The Pull of the Stars
This novel is set in Dublin during the Halloween of 1918. Nurse Julia Power finds herself solely in charge of a temporary ward in which maternity patients suffering from the so-called Spanish flu are isolated from other patients. Help comes in the unexpected form of Bridie Sweeney, an untrained but cheerful volunteer, prepared to turn her hand to anything, and Dr Kathleen Lynn, whose actions during the 1916 Easter Rising have made her a target for the police. But the disease is new and unpredictable, and not everyone will make it out of the hospital alive.

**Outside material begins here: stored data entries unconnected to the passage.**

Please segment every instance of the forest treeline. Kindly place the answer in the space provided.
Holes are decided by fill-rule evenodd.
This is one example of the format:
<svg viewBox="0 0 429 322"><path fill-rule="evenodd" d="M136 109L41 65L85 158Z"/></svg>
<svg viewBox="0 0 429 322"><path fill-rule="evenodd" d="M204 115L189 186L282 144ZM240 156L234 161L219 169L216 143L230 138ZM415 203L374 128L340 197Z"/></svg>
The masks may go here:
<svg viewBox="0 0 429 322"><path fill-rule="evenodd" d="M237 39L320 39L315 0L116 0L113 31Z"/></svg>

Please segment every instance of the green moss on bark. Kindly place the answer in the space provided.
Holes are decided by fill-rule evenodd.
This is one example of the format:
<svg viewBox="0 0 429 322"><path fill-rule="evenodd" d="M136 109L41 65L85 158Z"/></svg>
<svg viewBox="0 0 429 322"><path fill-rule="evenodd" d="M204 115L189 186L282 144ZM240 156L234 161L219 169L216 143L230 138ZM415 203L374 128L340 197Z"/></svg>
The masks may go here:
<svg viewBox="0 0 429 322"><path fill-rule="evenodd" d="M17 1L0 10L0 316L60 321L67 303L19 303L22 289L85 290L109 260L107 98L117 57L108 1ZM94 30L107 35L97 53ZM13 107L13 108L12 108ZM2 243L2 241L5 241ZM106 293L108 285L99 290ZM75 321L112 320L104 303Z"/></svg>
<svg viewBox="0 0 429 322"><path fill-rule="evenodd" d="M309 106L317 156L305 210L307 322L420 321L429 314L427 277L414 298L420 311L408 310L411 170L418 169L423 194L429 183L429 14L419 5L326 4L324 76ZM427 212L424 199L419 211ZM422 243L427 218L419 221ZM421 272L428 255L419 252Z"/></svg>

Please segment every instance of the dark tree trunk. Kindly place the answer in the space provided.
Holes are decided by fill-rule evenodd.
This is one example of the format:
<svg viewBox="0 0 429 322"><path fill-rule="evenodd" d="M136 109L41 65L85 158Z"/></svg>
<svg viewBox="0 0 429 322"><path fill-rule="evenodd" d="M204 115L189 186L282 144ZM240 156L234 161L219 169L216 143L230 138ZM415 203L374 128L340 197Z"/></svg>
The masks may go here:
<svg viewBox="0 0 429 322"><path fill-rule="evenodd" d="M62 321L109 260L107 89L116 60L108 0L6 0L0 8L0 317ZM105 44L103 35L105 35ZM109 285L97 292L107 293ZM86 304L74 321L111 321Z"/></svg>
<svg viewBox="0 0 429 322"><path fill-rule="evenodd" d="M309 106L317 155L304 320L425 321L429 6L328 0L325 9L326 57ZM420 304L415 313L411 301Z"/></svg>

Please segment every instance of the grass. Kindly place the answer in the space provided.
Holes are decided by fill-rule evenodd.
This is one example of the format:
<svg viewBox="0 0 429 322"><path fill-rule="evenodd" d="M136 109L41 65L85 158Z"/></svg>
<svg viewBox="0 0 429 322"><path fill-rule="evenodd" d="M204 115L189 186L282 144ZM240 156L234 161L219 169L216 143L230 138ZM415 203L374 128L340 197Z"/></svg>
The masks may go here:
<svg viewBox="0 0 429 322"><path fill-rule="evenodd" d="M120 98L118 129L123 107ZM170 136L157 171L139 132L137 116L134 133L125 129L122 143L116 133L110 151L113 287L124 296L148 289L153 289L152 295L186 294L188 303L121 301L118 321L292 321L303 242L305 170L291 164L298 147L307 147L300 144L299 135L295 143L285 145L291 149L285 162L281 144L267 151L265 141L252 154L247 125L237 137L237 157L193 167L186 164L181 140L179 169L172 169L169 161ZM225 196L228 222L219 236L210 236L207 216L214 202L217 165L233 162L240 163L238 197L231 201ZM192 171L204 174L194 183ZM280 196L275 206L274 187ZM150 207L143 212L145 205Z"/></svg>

Set over the course of just three days, Emma Donoghue’s latest novel is an intense snapshot of a small nucleus of characters battling not only against disease, but also against natal complications and poverty. What struck me, however, given how long it usually takes to research and write a novel (albeit a short one in this case) is how prescient this book is and how close the parallels are with the Covid-19 pandemic. We see everything from passengers flinching from someone coughing on the tram to the discussions about the efficacy of wearing masks to the impact of the disease (and the ongoing war) on the economy. Shops and schools are shut and supplies are running short in the hospital, but munitionettes are still making shells.
Donoghue also highlights the grinding poverty that affects most of Julia’s patients, putting them at an even greater disadvantage, and the way the most vulnerable are at the mercy of the implacable Catholic Church. This is exemplified by Bridie, probably the most vivid in a multifaceted cast of characters. Possibly not the most comfortable reading for first-time mothers or anyone a bit squeamish, this is nonetheless a life-affirming book about finding joy, friendship and love even in the bleakest of circumstances.